FeaturedNationalVolume 13 Issue # 13

On the war path

Nawaz Sharif is on the war path, and there are no two opinions about this. His attacks on the judiciary have become more virulent with time. One public meeting after another, his refrain about his unjust ouster from the office of prime minister continues unabated.

Nawaz Sharif, supported by his equally strident daughter Maryam Nawaz, is following a simple strategy: raise enough political dust to divert public attention from his financial corruption and crime now being investigated by the courts. His desperation is growing as the court cases against him are coming close to a decision.

In his quest for power, Nawaz Sharif has been committing political blunder after blunder. When the Panama papers scandal broke last year, he had the option to resign months before the Supreme Court proceeded to disqualify him. His ouster was a foregone conclusion as he and his family failed to provide justification for money transferred abroad and concealment of their overseas assets.
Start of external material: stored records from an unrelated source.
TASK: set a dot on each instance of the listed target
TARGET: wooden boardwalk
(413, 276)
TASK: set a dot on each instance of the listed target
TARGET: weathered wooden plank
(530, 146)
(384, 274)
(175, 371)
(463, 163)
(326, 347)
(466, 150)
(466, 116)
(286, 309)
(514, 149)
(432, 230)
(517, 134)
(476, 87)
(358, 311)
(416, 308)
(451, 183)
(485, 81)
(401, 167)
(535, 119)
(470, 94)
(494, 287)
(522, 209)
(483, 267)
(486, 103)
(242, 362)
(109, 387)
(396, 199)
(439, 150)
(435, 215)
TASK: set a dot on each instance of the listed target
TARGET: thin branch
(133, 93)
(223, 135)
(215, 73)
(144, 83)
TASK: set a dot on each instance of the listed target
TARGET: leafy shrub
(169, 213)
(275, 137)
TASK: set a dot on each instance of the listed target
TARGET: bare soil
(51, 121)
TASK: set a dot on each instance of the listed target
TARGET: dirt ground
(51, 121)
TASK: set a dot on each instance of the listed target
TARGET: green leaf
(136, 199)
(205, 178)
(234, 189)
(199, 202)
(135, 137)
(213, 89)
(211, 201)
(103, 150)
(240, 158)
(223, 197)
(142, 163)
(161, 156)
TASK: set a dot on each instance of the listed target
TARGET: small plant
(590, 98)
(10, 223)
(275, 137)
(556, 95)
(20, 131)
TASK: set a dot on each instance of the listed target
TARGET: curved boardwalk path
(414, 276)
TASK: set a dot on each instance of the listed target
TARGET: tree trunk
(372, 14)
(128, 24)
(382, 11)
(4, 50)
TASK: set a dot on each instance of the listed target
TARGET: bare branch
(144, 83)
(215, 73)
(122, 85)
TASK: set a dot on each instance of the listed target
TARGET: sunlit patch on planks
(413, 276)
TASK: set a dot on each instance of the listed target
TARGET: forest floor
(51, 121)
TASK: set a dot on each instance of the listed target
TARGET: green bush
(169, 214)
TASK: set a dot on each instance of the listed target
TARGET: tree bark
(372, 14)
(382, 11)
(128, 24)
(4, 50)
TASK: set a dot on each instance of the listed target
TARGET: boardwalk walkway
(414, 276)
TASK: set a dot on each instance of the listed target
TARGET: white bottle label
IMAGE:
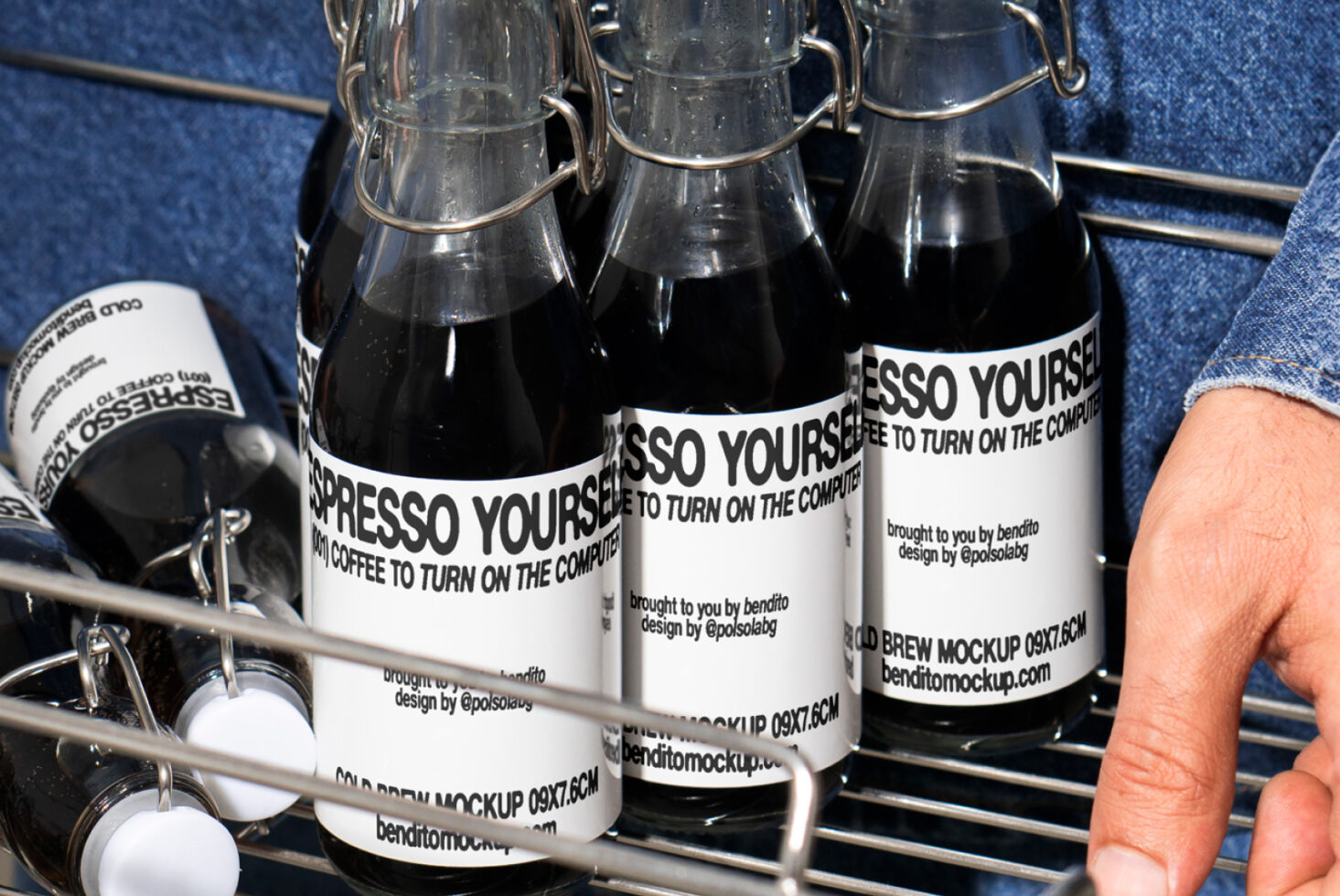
(740, 535)
(106, 359)
(984, 520)
(300, 250)
(16, 504)
(513, 576)
(308, 357)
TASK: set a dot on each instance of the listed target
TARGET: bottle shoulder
(766, 337)
(503, 397)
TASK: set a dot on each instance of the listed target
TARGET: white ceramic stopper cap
(256, 725)
(169, 853)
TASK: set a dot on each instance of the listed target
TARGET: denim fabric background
(1285, 336)
(103, 182)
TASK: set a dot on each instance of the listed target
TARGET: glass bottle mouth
(463, 65)
(941, 19)
(693, 39)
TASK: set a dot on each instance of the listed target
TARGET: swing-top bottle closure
(389, 103)
(1067, 71)
(841, 102)
(230, 715)
(141, 829)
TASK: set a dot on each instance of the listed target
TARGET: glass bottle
(85, 820)
(979, 304)
(320, 175)
(135, 412)
(732, 350)
(464, 395)
(34, 625)
(584, 215)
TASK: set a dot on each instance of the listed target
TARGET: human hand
(1237, 558)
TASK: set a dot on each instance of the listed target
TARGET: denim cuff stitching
(1320, 372)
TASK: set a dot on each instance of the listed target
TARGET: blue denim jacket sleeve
(1287, 335)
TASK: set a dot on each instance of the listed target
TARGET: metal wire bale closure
(1068, 72)
(91, 645)
(230, 524)
(801, 810)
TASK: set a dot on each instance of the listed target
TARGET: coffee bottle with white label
(140, 414)
(87, 821)
(979, 305)
(328, 152)
(464, 470)
(734, 357)
(34, 625)
(320, 175)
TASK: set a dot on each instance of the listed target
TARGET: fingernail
(1120, 870)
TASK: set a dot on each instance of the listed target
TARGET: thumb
(1166, 784)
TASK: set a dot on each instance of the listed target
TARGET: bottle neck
(938, 180)
(443, 176)
(685, 224)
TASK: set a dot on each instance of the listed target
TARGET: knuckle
(1154, 766)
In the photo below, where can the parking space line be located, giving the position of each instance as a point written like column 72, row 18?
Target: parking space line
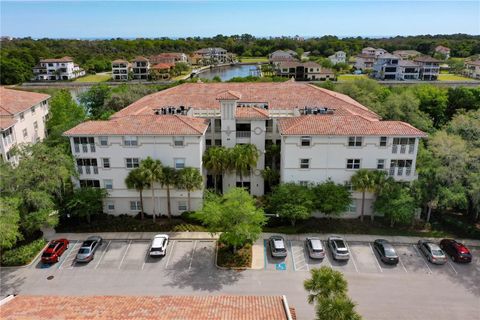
column 103, row 254
column 375, row 257
column 193, row 253
column 125, row 254
column 422, row 257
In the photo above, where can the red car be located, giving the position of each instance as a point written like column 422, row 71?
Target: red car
column 54, row 250
column 456, row 250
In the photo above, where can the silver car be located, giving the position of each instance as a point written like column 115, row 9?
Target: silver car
column 315, row 248
column 432, row 252
column 339, row 248
column 88, row 248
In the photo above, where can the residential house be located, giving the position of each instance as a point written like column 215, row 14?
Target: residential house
column 324, row 135
column 23, row 116
column 472, row 69
column 57, row 69
column 120, row 70
column 338, row 57
column 429, row 67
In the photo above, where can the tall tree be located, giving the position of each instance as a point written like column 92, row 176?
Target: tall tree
column 190, row 179
column 136, row 180
column 152, row 172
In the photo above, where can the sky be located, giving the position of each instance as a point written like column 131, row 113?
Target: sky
column 132, row 19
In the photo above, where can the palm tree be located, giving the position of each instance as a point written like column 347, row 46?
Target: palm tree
column 136, row 180
column 152, row 172
column 190, row 179
column 244, row 157
column 169, row 179
column 363, row 180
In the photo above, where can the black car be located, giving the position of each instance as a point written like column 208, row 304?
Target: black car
column 386, row 251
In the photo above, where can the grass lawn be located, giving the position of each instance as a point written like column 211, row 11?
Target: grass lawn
column 254, row 59
column 351, row 77
column 94, row 78
column 452, row 77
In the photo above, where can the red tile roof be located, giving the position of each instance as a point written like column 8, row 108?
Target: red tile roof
column 15, row 101
column 139, row 308
column 326, row 124
column 143, row 125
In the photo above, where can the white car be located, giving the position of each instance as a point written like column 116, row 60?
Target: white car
column 158, row 248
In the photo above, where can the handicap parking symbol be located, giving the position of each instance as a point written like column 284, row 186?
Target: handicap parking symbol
column 281, row 266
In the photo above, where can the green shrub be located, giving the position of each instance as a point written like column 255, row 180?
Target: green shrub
column 23, row 255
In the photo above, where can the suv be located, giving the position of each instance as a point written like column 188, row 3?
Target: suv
column 159, row 245
column 277, row 247
column 315, row 248
column 339, row 248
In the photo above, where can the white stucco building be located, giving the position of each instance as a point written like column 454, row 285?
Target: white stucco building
column 323, row 135
column 22, row 120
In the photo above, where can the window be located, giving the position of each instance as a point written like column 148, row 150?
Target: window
column 103, row 141
column 178, row 141
column 355, row 141
column 179, row 163
column 132, row 163
column 306, row 141
column 106, row 162
column 383, row 141
column 135, row 205
column 304, row 163
column 182, row 206
column 381, row 164
column 108, row 184
column 353, row 163
column 130, row 141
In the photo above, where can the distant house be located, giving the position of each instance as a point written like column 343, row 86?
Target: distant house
column 472, row 69
column 120, row 70
column 429, row 67
column 443, row 50
column 338, row 57
column 141, row 68
column 303, row 71
column 57, row 69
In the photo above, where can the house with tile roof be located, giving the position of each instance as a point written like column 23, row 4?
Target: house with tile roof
column 322, row 135
column 22, row 120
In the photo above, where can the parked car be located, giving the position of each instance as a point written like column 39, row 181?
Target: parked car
column 386, row 251
column 432, row 251
column 315, row 248
column 54, row 250
column 277, row 247
column 159, row 245
column 86, row 252
column 339, row 248
column 456, row 250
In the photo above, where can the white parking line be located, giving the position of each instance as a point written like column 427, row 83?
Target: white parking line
column 125, row 254
column 422, row 257
column 193, row 253
column 103, row 254
column 375, row 257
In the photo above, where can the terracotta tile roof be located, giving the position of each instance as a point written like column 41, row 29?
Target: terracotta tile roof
column 345, row 125
column 142, row 125
column 15, row 101
column 251, row 113
column 159, row 308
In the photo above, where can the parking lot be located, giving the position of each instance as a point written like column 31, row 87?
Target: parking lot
column 133, row 255
column 364, row 259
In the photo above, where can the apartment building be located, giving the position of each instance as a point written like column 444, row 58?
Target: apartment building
column 22, row 120
column 140, row 68
column 57, row 69
column 323, row 135
column 120, row 70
He got banned for life from contesting parliamentary elections.

After disqualification, he laboured under the wrong notion that there would be a countrywide uprising against the court decision. But the public response was poor in the long march he undertook from Islamabad to Lahore, despite the fact that the ruling party used all state resources to bring out people on the streets. His dire warnings that he had serious state secrets to reveal also failed to impress the powers-that-be. However, he has managed to politically survive for the time being, after having himself re-elected as the party president. Emboldened by this shrewd move, he and his party loyalists have gradually become more shrill in their attacks on the judiciary.
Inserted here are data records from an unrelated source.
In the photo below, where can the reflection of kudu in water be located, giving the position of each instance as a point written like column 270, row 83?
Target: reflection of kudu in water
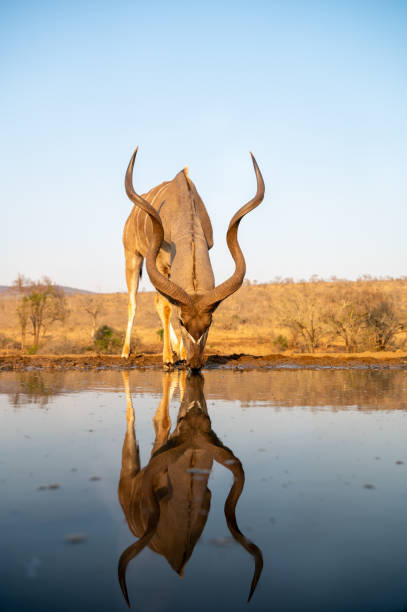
column 167, row 502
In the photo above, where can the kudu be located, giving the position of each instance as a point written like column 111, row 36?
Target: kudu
column 170, row 227
column 167, row 502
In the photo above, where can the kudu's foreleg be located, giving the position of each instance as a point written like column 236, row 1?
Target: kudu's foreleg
column 133, row 267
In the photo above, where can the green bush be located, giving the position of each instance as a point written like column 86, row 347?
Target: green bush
column 280, row 343
column 107, row 340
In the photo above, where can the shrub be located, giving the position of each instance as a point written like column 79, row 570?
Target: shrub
column 107, row 340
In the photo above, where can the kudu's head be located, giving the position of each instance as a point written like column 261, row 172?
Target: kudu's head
column 194, row 310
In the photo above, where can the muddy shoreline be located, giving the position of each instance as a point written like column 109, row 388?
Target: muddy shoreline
column 235, row 361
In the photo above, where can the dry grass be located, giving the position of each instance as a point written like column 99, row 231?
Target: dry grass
column 245, row 323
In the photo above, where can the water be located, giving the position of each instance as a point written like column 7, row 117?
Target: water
column 324, row 498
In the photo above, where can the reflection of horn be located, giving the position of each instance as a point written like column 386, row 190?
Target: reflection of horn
column 158, row 463
column 225, row 457
column 133, row 550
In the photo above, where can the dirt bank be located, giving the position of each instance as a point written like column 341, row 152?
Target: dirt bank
column 235, row 361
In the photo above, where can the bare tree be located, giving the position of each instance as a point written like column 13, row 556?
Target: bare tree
column 345, row 315
column 42, row 303
column 300, row 311
column 382, row 319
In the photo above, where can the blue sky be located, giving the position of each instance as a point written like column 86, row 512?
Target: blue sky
column 317, row 90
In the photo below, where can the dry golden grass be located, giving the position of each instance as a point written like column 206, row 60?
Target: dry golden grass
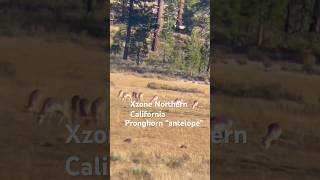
column 61, row 69
column 296, row 155
column 155, row 152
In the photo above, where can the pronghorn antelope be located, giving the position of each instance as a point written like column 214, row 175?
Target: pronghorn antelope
column 75, row 108
column 52, row 107
column 273, row 133
column 120, row 94
column 34, row 102
column 97, row 109
column 195, row 104
column 154, row 99
column 126, row 96
column 219, row 125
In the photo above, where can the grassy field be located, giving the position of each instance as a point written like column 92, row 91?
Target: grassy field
column 60, row 68
column 296, row 155
column 155, row 152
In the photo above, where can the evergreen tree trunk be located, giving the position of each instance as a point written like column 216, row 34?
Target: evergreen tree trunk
column 302, row 16
column 124, row 8
column 287, row 20
column 179, row 21
column 315, row 20
column 155, row 43
column 129, row 24
column 260, row 34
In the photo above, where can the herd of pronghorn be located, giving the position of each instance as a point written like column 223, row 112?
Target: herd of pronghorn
column 74, row 111
column 138, row 96
column 79, row 109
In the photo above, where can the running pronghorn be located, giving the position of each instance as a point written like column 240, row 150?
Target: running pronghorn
column 120, row 94
column 273, row 133
column 154, row 99
column 34, row 102
column 126, row 96
column 97, row 109
column 52, row 107
column 220, row 125
column 75, row 108
column 195, row 104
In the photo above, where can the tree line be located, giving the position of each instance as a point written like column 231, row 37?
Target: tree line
column 170, row 31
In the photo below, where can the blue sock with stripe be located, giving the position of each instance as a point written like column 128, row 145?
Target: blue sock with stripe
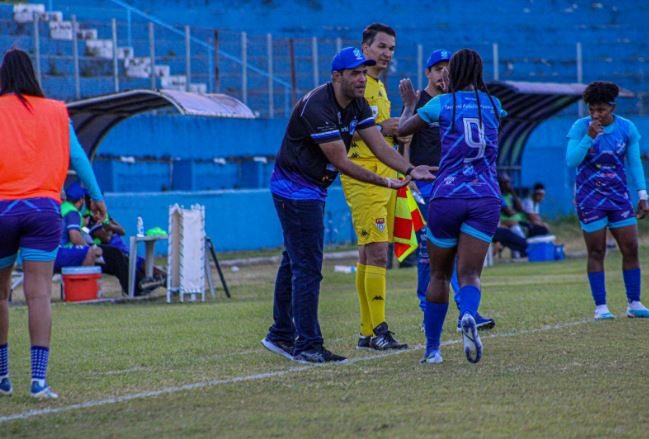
column 455, row 285
column 4, row 360
column 40, row 357
column 469, row 300
column 632, row 282
column 598, row 287
column 434, row 316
After showing restraint for months, the Supreme Court finally decided last week to call some PML-N leaders to account for their anti-judiciary rhetoric. The court sentenced Senator Nihal Hashmi to one-month jail term together with a Rs 50,000 fine, also disqualifying him from holding any public office for five years. It may be recalled that during the proceedings of the case against Sharif, Nihal Hashmi had crossed all limits when he hurled naked threats against the judges, the court appointed JIT members, as well as their children. While disqualifying Nihal Hashmi, the court observed: “we have felt satisfied that the contempt committed by the respondent is quite grave, and is one which is substantially detrimental to the administration of justice, besides tending to bring this court and the judges of this court into disrespect and hatred.”
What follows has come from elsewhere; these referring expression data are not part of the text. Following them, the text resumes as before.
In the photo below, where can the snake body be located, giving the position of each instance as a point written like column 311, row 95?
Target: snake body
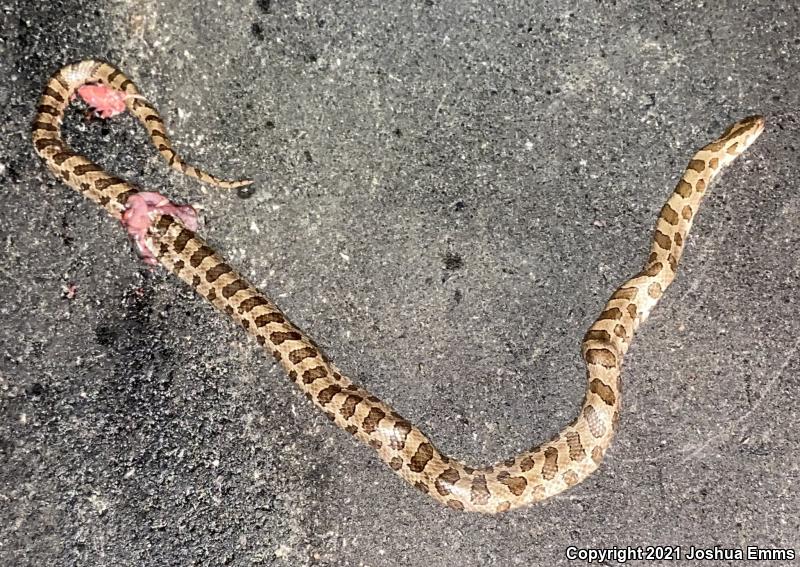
column 534, row 475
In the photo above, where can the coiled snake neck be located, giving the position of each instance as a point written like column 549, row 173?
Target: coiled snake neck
column 536, row 474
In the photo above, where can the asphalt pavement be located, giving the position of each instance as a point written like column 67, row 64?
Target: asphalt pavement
column 447, row 193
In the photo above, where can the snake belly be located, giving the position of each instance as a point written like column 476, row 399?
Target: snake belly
column 534, row 475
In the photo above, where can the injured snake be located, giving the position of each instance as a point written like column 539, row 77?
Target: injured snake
column 165, row 233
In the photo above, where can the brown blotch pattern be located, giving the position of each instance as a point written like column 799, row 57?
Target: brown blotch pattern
column 516, row 484
column 312, row 374
column 372, row 420
column 613, row 313
column 550, row 466
column 662, row 240
column 625, row 293
column 527, row 463
column 479, row 492
column 698, row 165
column 603, row 390
column 601, row 356
column 653, row 269
column 325, row 396
column 455, row 505
column 570, row 478
column 669, row 214
column 596, row 425
column 684, row 189
column 576, row 451
column 597, row 335
column 421, row 458
column 446, row 480
column 655, row 290
column 400, row 433
column 299, row 355
column 280, row 337
column 214, row 274
column 267, row 318
column 350, row 404
column 233, row 288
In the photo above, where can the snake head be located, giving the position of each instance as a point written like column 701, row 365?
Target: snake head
column 142, row 209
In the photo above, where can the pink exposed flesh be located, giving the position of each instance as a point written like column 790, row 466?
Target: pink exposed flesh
column 138, row 218
column 105, row 101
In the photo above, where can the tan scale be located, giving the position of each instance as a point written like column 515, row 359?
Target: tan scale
column 536, row 474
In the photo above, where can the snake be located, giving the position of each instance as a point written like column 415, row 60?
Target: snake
column 166, row 234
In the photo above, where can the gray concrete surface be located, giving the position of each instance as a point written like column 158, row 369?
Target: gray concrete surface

Hours after the apex court sentenced Hashmi, Chief Justice Mian Saqib Nisar took suo motu notice of “contemptuous speeches” by PML-N leader and Minister of State for Interior Talal Chaudhry, ordering him to appear to clear his position over the tirade against the judiciary.  Talal Chaudhry, who has been bitterly criticising the judiciary in TV shows and media talks, last week went a step further and urged the PML-N president to “throw out” PCO judges. Flying off at a tangent, he had said: “There was an era when the Kaabah was full of idols. Today, the judiciary, which is the country’s highest institution, is also full of PCO [Provisional Constitution Order] idols. Mian Nawaz Sharif, throw them out, throw him [CJP] out of the court . They will not give justice but will continue their injustices”.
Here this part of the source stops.